10.3344/kjp.2005.18.2.118
- Author:
Jun Gol SONG
1
;
In Gu JUN
;
Mi Young KWON
;
Jong Yeon PARK
Author Information
1. Department of Anesthesiology and Pain Medicine, Seoul Asan Medical Center, College of Medicine, University of Ulsan, Seoul, Korea. jongyeon_park@amc.seoul.kr
- Publication Type:Original Article
- Keywords:
allodynia;
antiallodynia;
intrathecal;
lamotrigine;
motor weakness
- MeSH:
Animals;
Catheters;
Hyperalgesia;
Ligation*;
Neuralgia;
Rats*;
Rats, Sprague-Dawley;
Reflex;
Spinal Nerves*;
Weight-Bearing
- From:The Korean Journal of Pain
2005;18(2):118-124
- CountryRepublic of Korea
- Language:Korean
-
Abstract:
BACKGROUND: A nerve ligation injury may produce a tactile allodynia. The effects of intrathecally delivered lamotrigine on allodynia induced due to fifth and sixth lumbar spinal nerves ligation in rats, using lumbar intrathecal catheters were examined. METHODS: Sprague-Dawley rats (body weight 160-180 g) were prepared by tightly ligating the fifth and sixth left lumbar spinal nerves, with the implantation of a chronic intrathecal catheter for drug administration. Mechanical allodynia and allodynic threshold were measured using von Frey filaments and the updown method, respectively. After the baseline hind paw withdrawal thresholds had been obtained, lamotrigine (10, 30, 100 and 300microgram) was administered intrathecally. Thereafter, the dose-response curves and 50% effective dose (ED50) were obtained. Motor dysfunction was assessed by observing the righting/stepping reflex responses and abnormal weight bearing. RESULTS: Intrathecal administration of lamotrigine produced a dose-dependent antiallodynic action (ED50 = 61.7microgram).

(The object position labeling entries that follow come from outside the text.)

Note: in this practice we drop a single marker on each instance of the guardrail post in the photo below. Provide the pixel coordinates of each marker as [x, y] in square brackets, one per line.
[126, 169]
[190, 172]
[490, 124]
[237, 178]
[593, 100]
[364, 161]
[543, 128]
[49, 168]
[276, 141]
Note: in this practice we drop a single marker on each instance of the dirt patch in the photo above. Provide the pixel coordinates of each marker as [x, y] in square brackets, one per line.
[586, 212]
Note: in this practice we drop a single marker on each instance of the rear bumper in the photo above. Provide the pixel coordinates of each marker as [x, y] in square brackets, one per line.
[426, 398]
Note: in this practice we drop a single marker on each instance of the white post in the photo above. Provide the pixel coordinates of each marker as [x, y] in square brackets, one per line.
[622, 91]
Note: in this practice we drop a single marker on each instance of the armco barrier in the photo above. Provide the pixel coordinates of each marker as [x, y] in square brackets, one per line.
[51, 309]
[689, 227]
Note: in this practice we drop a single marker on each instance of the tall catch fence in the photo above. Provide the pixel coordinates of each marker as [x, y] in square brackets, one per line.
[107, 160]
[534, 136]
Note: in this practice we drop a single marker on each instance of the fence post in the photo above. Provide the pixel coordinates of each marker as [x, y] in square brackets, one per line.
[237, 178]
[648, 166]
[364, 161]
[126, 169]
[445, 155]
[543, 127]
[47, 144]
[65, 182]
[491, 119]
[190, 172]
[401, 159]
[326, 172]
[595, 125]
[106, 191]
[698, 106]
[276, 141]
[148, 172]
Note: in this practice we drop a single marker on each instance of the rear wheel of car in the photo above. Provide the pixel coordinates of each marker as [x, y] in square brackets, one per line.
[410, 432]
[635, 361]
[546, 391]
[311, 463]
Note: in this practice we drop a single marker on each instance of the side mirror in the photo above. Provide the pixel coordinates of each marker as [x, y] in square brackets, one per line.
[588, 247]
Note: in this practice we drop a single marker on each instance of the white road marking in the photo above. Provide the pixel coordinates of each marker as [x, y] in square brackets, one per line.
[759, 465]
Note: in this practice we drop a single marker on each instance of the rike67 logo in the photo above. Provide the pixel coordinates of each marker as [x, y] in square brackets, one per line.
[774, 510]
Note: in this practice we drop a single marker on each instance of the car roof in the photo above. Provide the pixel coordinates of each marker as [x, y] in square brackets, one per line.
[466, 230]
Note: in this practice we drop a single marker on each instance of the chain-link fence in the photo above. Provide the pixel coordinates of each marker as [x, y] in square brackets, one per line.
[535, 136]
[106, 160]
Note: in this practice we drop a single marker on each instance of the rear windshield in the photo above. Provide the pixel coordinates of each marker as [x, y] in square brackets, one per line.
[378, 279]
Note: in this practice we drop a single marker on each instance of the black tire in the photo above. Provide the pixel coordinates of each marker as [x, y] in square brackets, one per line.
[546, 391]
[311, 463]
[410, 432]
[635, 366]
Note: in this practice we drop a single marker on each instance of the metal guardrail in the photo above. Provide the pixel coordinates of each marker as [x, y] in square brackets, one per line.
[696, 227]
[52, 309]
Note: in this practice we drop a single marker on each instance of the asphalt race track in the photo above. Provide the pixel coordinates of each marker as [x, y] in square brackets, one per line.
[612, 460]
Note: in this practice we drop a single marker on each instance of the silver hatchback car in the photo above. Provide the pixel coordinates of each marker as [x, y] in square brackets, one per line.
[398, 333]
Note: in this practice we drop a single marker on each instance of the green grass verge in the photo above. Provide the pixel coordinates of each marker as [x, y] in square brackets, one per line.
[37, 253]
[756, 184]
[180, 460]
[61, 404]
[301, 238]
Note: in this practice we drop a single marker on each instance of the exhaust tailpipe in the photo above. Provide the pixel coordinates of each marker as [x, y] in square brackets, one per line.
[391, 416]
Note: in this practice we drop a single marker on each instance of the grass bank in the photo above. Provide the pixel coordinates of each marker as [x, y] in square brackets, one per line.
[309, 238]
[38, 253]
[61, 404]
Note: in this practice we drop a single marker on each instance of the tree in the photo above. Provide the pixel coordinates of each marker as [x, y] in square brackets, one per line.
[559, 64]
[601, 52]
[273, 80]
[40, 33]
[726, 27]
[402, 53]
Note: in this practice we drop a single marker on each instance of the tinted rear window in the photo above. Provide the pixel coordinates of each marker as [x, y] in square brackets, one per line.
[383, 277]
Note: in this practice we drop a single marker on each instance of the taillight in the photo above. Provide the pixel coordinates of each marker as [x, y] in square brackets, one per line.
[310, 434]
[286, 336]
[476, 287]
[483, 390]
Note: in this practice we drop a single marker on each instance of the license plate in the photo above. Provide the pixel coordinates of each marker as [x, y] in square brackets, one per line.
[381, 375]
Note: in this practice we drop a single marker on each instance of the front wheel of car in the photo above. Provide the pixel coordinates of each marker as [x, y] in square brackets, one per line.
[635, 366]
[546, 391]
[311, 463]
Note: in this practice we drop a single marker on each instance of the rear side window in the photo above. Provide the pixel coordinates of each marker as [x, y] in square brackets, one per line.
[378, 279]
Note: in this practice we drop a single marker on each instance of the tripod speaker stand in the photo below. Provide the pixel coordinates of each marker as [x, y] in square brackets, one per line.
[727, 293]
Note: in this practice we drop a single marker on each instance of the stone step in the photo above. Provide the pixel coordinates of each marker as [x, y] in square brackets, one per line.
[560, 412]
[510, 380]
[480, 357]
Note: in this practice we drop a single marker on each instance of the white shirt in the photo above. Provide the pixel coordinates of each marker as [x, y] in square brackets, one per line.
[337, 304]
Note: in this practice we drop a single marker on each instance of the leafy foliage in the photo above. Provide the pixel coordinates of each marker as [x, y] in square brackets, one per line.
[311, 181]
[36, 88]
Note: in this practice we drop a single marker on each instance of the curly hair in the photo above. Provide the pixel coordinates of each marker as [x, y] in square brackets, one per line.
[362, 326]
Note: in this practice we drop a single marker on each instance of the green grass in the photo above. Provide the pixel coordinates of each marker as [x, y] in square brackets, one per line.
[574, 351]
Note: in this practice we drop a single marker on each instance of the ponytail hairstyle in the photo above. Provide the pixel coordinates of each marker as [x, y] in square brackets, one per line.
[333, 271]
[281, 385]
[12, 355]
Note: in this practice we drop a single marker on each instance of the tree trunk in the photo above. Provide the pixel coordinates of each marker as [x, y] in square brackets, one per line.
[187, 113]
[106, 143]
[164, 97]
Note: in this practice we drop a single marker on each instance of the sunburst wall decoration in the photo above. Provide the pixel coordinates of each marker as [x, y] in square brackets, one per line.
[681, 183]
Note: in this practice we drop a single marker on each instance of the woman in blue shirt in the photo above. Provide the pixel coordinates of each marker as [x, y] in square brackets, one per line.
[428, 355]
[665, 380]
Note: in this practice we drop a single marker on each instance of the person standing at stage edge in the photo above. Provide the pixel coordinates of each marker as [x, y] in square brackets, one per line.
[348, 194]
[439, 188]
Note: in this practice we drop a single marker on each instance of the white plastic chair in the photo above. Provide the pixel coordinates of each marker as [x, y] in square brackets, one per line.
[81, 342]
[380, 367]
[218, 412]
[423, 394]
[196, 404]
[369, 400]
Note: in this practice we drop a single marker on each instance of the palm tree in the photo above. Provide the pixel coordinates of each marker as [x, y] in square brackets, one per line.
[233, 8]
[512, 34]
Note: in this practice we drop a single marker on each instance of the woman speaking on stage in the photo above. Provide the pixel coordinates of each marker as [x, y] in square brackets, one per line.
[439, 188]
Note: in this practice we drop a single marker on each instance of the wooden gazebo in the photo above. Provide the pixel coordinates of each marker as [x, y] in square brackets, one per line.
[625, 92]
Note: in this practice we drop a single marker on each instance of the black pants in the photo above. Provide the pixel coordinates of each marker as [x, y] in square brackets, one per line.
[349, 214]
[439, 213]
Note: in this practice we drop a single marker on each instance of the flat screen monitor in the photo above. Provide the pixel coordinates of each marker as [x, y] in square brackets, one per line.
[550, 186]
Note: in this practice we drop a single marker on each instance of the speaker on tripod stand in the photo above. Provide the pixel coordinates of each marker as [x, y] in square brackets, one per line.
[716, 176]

Mild motor weakness was observed with 300microgram lamotrigine, but no severe motor impairment was found. CONCLUSIONS: It is suggested that intrathecal lamotrigine could produce moderate antagonism of mechanical allodynia at the spinal level in a rat neuropathic pain model with minimal motor weakness.